Breakthrough Gene Tool Promises Better Treatment for Complex Diseases

Case Western Reserve University’s innovative computational tool, TGVIS, is revolutionizing how researchers identify genes linked to complex diseases, offering hope for more effective treatments and earlier detection of conditions like heart disease and diabetes.

A team of researchers at Case Western Reserve University has devised an innovative computational method that holds promise for revolutionizing how genes and genetic changes responsible for diseases are identified.
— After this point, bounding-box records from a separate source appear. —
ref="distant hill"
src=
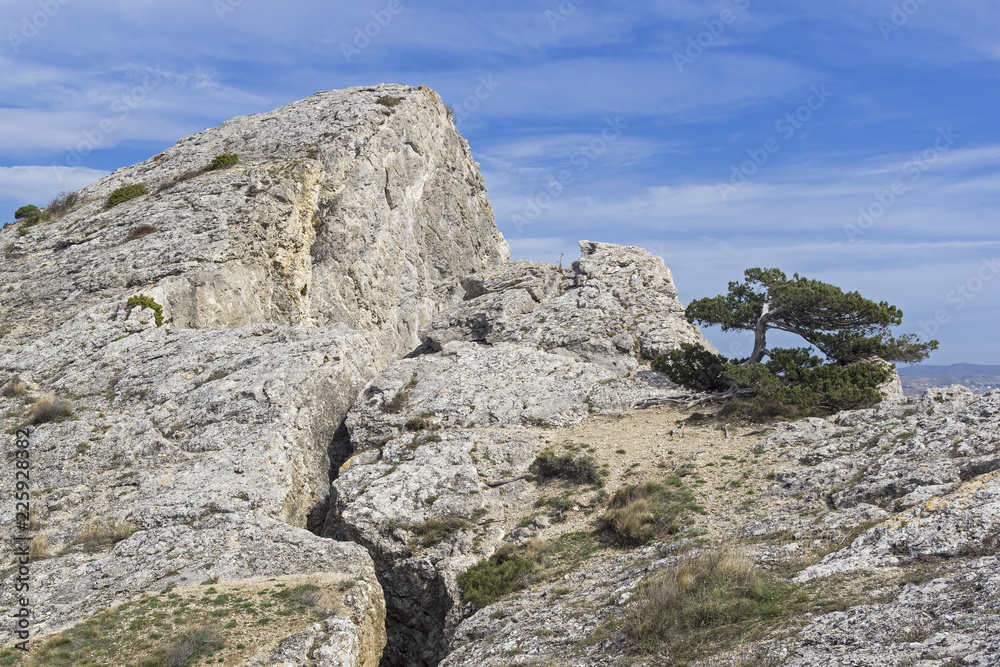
[896,364,1000,378]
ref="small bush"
[457,552,535,609]
[163,626,223,667]
[125,223,160,243]
[14,204,42,227]
[531,450,604,486]
[27,394,73,426]
[208,153,240,171]
[125,294,163,326]
[602,477,704,546]
[104,183,149,208]
[375,95,403,109]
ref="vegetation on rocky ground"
[0,582,350,667]
[104,183,149,208]
[127,294,163,327]
[653,268,938,421]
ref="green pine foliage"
[686,268,938,363]
[651,343,729,392]
[208,153,240,171]
[128,294,163,326]
[14,204,42,226]
[653,268,938,421]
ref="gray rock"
[421,241,714,372]
[0,85,509,665]
[0,85,509,352]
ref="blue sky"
[0,0,1000,364]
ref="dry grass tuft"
[27,393,73,426]
[624,547,787,661]
[72,521,137,553]
[0,375,28,398]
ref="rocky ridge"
[0,86,1000,667]
[0,85,508,665]
[327,241,704,665]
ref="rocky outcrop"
[0,85,508,353]
[421,241,714,372]
[0,85,508,665]
[327,242,703,665]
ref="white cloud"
[0,166,108,207]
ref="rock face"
[327,241,705,665]
[0,85,509,351]
[421,241,714,371]
[0,85,508,665]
Their tool could significantly advance the early detection and treatment of cardiometabolic diseases, such as heart disease and diabetes.

Genetic changes can signal the presence of diseases, but determining which specific genes and changes are responsible can be challenging due to the complexity and interconnected nature of genetic information.

In a recently published study in Nature Communications, the researchers introduced a new computational tool named TGVIS that could transform this landscape.

“We have been able to identify new genes that were previously overlooked, expanding our knowledge of the genetic basis of diseases,” lead researcher Xiaofeng Zhu, a professor in the Department of Population and Quantitative Health Sciences at the Case Western Reserve School of Medicine, said in a news release.

A Novel Approach to Complex Diseases

The study focused on traits that offer clues about cardiovascular health, such as lipid and glucose levels and inflammation.

By leveraging existing genome-wide association studies (GWAS), the team enhanced the precision of identifying genes responsible for these traits.

While GWAS can link DNA regions to disease-associated traits, pinpointing the causative gene or genetic change remained difficult due to overlaps and indirect gene interactions.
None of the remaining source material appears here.